Good times set to roll at Mardi Gras
pic: Sherri Fruge’, above, and her husband, Jeff, were named King and Queen of the Tricentennial Celebration of New Orleans at the 2018 recent Krewe of Krewe’s Mardi Gras Grande Ball.
For The Record
Sherri Fruge’ has has been involved with Orange’s Mardi Gras parade practically from the start back in 2003.
“My parents were pretty instrumental in getting it set up in Orange,” she said. “We like it for the camaraderie and the friendship.”
Saturday night, Feb. 2, Fruge’ and husband Jeff will reign over the Krewe of Krewes Parade that will highlight the 2018 Mardi Gras celebration in downtown Orange as the King and Queen of the Tricentennial Celebration of New Orleans.
Beads will fly. Refreshments will be served. Good times will roll.
The Jan. 20 Krewe of Krewes Grande Ball, a much anticipated annual preliminary to the parades, had the theme of “Famous Duos.”
Kyle and Amy Stephens dressed as Superman and Wonder Woman and were proclaimed Duke and Duchess of Justice.
Jim and Suzy Wimberly came as lead characters Danny and Sandy from “Grease” and the Duke and Duchess of Greased Lightning.
Ray and Ruth Hancock nailed the Beauty and the Beast homage as the Duke and Duchess of Villeneuve.
Paul Burch and Raul Burch were the Dukes of Siegfried and Roy.

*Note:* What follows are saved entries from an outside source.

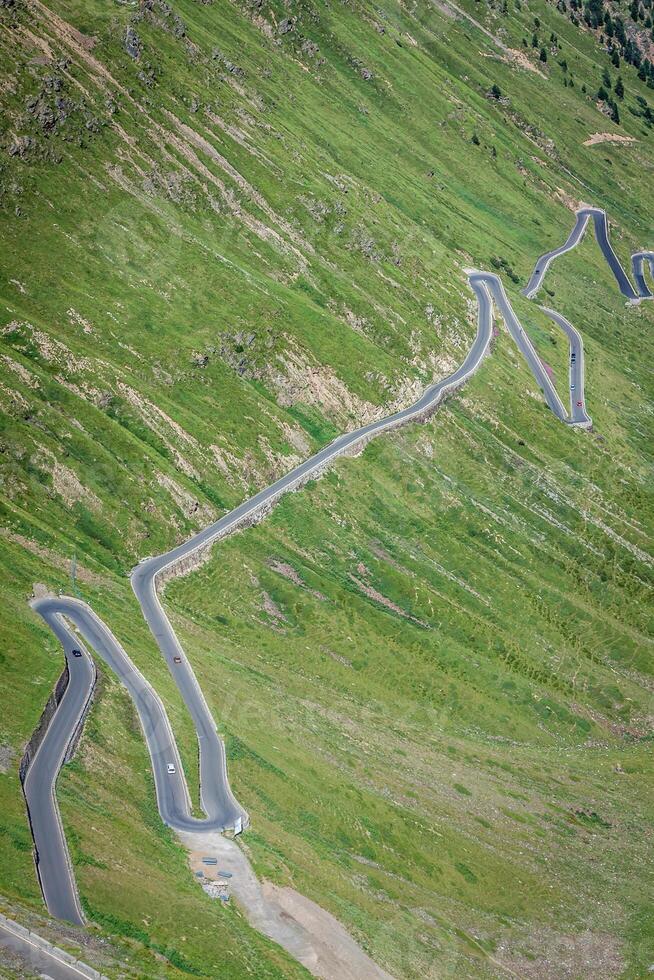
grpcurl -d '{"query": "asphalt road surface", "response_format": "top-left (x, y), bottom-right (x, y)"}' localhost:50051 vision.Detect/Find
top-left (467, 271), bottom-right (591, 426)
top-left (632, 251), bottom-right (654, 299)
top-left (0, 917), bottom-right (105, 980)
top-left (539, 306), bottom-right (589, 425)
top-left (24, 208), bottom-right (652, 924)
top-left (523, 206), bottom-right (654, 301)
top-left (22, 615), bottom-right (93, 925)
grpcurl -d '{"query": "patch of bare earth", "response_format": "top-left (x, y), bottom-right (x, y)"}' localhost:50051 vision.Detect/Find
top-left (260, 589), bottom-right (287, 624)
top-left (164, 111), bottom-right (313, 255)
top-left (155, 472), bottom-right (214, 524)
top-left (33, 447), bottom-right (102, 511)
top-left (2, 321), bottom-right (92, 374)
top-left (583, 132), bottom-right (637, 146)
top-left (28, 0), bottom-right (128, 98)
top-left (268, 338), bottom-right (381, 424)
top-left (435, 0), bottom-right (544, 74)
top-left (179, 831), bottom-right (395, 980)
top-left (505, 47), bottom-right (545, 74)
top-left (267, 558), bottom-right (327, 600)
top-left (554, 188), bottom-right (587, 212)
top-left (350, 563), bottom-right (428, 626)
top-left (156, 113), bottom-right (309, 270)
top-left (321, 645), bottom-right (352, 666)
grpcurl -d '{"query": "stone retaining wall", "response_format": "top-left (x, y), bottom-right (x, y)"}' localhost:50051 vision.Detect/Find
top-left (19, 664), bottom-right (70, 783)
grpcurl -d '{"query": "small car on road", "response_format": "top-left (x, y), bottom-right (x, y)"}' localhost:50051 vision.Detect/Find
top-left (173, 656), bottom-right (182, 664)
top-left (72, 649), bottom-right (82, 658)
top-left (576, 400), bottom-right (583, 407)
top-left (167, 764), bottom-right (176, 775)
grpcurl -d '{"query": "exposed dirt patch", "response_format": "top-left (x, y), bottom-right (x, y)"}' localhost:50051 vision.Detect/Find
top-left (368, 541), bottom-right (404, 571)
top-left (28, 0), bottom-right (128, 98)
top-left (156, 113), bottom-right (309, 269)
top-left (1, 355), bottom-right (40, 388)
top-left (33, 447), bottom-right (102, 511)
top-left (117, 382), bottom-right (199, 478)
top-left (431, 0), bottom-right (456, 18)
top-left (155, 472), bottom-right (215, 525)
top-left (0, 381), bottom-right (30, 415)
top-left (51, 460), bottom-right (100, 510)
top-left (583, 132), bottom-right (636, 147)
top-left (436, 0), bottom-right (544, 74)
top-left (268, 337), bottom-right (381, 424)
top-left (218, 328), bottom-right (453, 430)
top-left (165, 111), bottom-right (313, 255)
top-left (349, 564), bottom-right (428, 626)
top-left (179, 831), bottom-right (395, 980)
top-left (267, 558), bottom-right (327, 600)
top-left (260, 589), bottom-right (287, 623)
top-left (505, 47), bottom-right (545, 75)
top-left (262, 883), bottom-right (395, 980)
top-left (553, 187), bottom-right (587, 212)
top-left (208, 443), bottom-right (240, 485)
top-left (2, 321), bottom-right (91, 373)
top-left (278, 420), bottom-right (312, 456)
top-left (257, 434), bottom-right (303, 480)
top-left (321, 645), bottom-right (352, 667)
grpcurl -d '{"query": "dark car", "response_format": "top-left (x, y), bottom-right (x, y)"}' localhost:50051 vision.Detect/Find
top-left (72, 649), bottom-right (82, 658)
top-left (173, 656), bottom-right (182, 664)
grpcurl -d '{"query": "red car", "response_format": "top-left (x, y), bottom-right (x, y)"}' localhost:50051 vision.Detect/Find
top-left (576, 400), bottom-right (583, 408)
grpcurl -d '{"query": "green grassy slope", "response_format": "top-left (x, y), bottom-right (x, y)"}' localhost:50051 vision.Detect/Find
top-left (1, 0), bottom-right (653, 976)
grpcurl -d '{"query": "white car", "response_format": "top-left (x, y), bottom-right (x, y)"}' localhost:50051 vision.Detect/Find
top-left (167, 764), bottom-right (176, 775)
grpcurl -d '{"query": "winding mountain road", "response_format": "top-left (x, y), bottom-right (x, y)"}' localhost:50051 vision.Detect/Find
top-left (22, 629), bottom-right (92, 926)
top-left (22, 208), bottom-right (653, 926)
top-left (523, 206), bottom-right (654, 301)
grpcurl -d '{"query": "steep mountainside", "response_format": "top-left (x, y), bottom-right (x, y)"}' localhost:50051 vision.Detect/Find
top-left (0, 0), bottom-right (653, 977)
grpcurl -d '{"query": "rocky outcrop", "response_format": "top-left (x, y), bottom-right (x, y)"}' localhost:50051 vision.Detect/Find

The Greater Orange Chamber of Commerce and the City of Orange are combining to put on the two-day downtown event that will feature three parades.
At 6 p.m. Friday, Feb. 2, the Jeep Parade will take place on a parade route starting at the Orange County Courthouse parking lot. It goes west on Division to 10th Street, then north to Green Avenue, south on First Street, west on Front Street and south on Fifth to the Riverfront Pavilion.
The band “Mixx Fixxer,” a 70s Rock tribute band, will go on stage after the end of the Jeep Parade.
Saturday’s action begins with a 3:30 p.m. Munchkin Parade for the youngsters. The Krewe of Krewes Parade begins at 5:30 p.m.
Activities for children, as well as food and drink vendors, will be available. Riverfront Pavilion rules forbid bringing pets and coolers.
Mardi Gras krewes in the Orange celebration are made up of groups of two to three dozen friends. Each krewe sponsors and decorates a parade float.
Of the 13 krewes in this year’s event, about half own their floats while others are rented or borrowed from the Mardi Gras of Southeast Texas in Port Arthur.
“The parade is pretty involved, to get the float ready,” says Fruge’ whose Creole Krewe has been working at nights to get just the right look.
“We have new decorations every year,” she said. “We meet about once a month during the year to plan.”